昭和二〇年(一九四五)八月八日、富田林警察署管内の白木村(現河南町)宮戸で、米軍戦闘機の機銃掃射を受けて二人の男性が死亡した。富田林町別井の南東約四〇〇メートルの所でのことである。撃たれたのは、白木村北加納の祝金治(当時四九歳)と同村白木の幾谷重次郎(当時七一歳)であった。祝金治は配給米をリヤカーに積んで、白木村を南北に走る広い道路を北に向かって家に帰る途中であった。幾谷重次郎は、牛の餌を田んぼへ刈りに行っての帰りがけで、祝が歩いていた広い道路と交差している野道を北東に進んでいて、広い道路を斜めに横断した直後のことであった。祝金治の長男の妻満子が姑イノから何度か聞いた話によると、金治は足首を銃弾でちぎられていて、駆け付けた村人によって大字寺田の診療所に運ばれたが、出血多量で死亡した。金治は、大阪阿倍野で自転車部品の卸商をしていたが、戦争が激しくなってからイノの実家のある白木村に疎開していた。金治には、二〇歳の娘と一三歳と一〇歳の息子と、さらにその下にも娘があった。
幾谷重次郎は、胸を打ち抜かれて、野道に沿って流れる川の中に倒れた。長男の妻イトが、知らせを聞いて駆け付けた時、広い道路に倒れた祝金治が運ばれて行くところだった。重次郎は、すでに息がなかった。家に連れて帰って、イトが重次郎の胸に包帯を巻いた。銃弾は、胸から背中に抜けていた。重次郎は、日露戦争に出征して戦争の恐ろしさが骨身に染みていただけに、空襲警報が出るたびに人一倍恐がったという(平成五年一〇月一五日、一一月九日、富田林市史編集室の聞き取り調査による)。
新聞報道によると、八月八日午前中、P51約七〇機が紀伊半島西南部から侵入し、大阪、兵庫、奈良、香川各府県の航空施設、鉄道、船舶などを分散襲撃したという。
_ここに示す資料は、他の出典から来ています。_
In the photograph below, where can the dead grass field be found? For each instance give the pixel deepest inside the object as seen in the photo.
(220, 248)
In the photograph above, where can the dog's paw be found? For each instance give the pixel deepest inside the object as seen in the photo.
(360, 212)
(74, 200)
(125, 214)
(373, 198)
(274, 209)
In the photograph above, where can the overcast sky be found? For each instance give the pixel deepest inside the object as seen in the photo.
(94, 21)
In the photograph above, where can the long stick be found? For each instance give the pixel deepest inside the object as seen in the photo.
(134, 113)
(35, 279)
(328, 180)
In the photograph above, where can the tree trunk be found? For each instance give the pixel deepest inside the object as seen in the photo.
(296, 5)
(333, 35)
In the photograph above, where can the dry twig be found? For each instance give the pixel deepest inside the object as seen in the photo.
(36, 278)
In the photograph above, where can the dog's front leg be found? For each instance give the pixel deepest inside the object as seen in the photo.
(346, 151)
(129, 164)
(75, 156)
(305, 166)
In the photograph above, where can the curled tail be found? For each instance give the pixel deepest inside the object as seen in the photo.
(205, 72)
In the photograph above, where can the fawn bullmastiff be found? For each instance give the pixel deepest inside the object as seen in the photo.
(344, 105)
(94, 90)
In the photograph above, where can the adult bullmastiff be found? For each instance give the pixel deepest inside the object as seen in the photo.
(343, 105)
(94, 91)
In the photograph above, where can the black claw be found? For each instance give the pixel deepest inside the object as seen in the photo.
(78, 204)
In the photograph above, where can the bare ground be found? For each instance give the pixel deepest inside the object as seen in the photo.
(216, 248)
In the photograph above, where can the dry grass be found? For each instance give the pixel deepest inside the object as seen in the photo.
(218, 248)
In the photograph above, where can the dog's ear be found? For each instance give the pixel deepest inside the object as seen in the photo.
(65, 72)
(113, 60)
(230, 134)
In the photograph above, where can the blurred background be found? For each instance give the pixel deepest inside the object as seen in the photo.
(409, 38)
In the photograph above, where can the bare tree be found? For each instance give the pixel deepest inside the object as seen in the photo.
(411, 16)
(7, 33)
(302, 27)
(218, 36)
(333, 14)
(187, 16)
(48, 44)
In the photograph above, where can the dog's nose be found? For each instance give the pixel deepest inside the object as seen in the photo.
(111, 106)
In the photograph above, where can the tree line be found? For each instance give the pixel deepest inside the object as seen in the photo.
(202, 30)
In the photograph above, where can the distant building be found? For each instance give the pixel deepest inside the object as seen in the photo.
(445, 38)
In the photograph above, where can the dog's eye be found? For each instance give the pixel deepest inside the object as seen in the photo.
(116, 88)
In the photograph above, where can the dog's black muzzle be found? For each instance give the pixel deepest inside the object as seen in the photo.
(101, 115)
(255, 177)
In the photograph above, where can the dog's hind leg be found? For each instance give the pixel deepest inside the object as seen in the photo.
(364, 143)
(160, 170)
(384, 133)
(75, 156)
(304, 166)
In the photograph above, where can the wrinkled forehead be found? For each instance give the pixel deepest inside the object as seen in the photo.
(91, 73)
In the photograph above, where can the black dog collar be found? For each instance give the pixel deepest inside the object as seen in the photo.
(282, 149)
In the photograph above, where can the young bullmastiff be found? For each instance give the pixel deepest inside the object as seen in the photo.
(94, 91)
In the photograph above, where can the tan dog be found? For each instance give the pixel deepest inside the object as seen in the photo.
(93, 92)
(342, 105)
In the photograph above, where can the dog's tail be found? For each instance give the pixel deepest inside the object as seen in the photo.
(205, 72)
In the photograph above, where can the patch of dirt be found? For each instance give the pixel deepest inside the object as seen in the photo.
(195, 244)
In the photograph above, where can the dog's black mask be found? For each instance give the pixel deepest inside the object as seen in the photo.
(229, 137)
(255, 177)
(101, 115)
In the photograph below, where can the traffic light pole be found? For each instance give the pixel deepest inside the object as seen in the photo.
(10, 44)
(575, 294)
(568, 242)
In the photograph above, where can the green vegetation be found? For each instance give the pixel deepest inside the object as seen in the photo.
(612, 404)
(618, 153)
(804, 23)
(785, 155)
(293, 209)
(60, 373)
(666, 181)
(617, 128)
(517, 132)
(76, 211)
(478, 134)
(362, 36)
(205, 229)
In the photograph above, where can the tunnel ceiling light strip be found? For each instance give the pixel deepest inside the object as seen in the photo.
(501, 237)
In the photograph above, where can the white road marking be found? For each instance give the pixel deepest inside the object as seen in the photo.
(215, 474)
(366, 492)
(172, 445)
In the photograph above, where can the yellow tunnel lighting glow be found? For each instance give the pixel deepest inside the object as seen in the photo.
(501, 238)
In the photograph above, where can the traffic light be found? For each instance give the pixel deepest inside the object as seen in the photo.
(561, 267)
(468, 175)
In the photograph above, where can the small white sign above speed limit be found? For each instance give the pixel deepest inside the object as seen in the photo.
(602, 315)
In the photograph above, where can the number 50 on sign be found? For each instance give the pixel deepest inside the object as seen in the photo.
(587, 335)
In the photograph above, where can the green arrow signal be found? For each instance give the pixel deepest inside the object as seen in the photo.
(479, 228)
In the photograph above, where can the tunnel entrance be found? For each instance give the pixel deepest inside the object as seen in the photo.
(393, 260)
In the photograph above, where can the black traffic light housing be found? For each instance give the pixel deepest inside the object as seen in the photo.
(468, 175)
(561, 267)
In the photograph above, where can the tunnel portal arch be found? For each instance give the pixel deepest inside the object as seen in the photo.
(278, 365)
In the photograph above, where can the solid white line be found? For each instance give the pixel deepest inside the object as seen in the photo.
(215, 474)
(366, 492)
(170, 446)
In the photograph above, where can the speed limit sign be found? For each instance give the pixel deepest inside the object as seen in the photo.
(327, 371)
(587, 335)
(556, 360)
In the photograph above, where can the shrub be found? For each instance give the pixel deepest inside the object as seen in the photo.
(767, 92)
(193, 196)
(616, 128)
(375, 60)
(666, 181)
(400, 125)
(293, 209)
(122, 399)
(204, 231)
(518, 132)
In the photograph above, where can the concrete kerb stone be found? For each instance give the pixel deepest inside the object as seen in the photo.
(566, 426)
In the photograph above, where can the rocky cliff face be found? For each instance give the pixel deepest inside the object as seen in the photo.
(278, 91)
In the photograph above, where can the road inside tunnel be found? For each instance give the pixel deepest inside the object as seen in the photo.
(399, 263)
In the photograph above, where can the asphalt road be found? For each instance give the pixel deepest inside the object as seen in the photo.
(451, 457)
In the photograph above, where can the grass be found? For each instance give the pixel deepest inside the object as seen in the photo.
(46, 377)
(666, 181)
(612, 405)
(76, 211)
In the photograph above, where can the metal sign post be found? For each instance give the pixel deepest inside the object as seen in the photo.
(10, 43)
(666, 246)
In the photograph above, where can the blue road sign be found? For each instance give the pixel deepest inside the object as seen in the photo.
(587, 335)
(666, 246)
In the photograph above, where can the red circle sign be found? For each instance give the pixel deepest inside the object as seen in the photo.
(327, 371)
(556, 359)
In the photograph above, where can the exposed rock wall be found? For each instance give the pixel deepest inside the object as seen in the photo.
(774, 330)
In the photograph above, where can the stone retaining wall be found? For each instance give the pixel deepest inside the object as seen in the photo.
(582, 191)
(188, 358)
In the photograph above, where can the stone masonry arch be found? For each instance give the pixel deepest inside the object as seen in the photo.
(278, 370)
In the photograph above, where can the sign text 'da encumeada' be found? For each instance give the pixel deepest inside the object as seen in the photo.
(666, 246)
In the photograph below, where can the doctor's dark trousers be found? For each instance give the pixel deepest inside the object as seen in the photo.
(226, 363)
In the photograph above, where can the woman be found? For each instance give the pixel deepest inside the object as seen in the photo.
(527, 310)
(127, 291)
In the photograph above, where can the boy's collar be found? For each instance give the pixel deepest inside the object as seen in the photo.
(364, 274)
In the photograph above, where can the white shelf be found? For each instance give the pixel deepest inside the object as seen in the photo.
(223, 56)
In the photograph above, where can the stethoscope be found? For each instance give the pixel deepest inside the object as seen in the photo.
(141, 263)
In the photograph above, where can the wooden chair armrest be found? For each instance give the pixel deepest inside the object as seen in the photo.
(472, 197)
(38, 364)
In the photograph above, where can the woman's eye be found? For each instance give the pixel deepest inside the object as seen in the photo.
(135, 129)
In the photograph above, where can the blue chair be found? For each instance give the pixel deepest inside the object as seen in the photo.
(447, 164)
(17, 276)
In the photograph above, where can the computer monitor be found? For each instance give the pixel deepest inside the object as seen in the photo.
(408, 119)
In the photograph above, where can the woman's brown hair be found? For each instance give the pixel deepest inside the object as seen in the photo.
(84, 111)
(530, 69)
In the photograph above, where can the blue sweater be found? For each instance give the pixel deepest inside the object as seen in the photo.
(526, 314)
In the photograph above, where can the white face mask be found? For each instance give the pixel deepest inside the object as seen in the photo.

大阪府消防課作戦室「空襲被害詳報」には、東住吉区(現在の平野区の地域)から堺、泉大津、岸和田、泉佐野、古市、八尾、富田林にかけて被害があり、死者一五人、重軽傷二四人、全焼二戸、半焼一戸と記録されている。
幾谷重次郎と祝金治が撃たれたのは、八日の午前一〇時ごろであった。米軍戦闘機三、四機が、白木村を北から南へ飛び抜けた。このうちの一機が、通行中の人影めがけて気まぐれに銃弾を浴びせた。重次郎と金治は、その犠牲となった。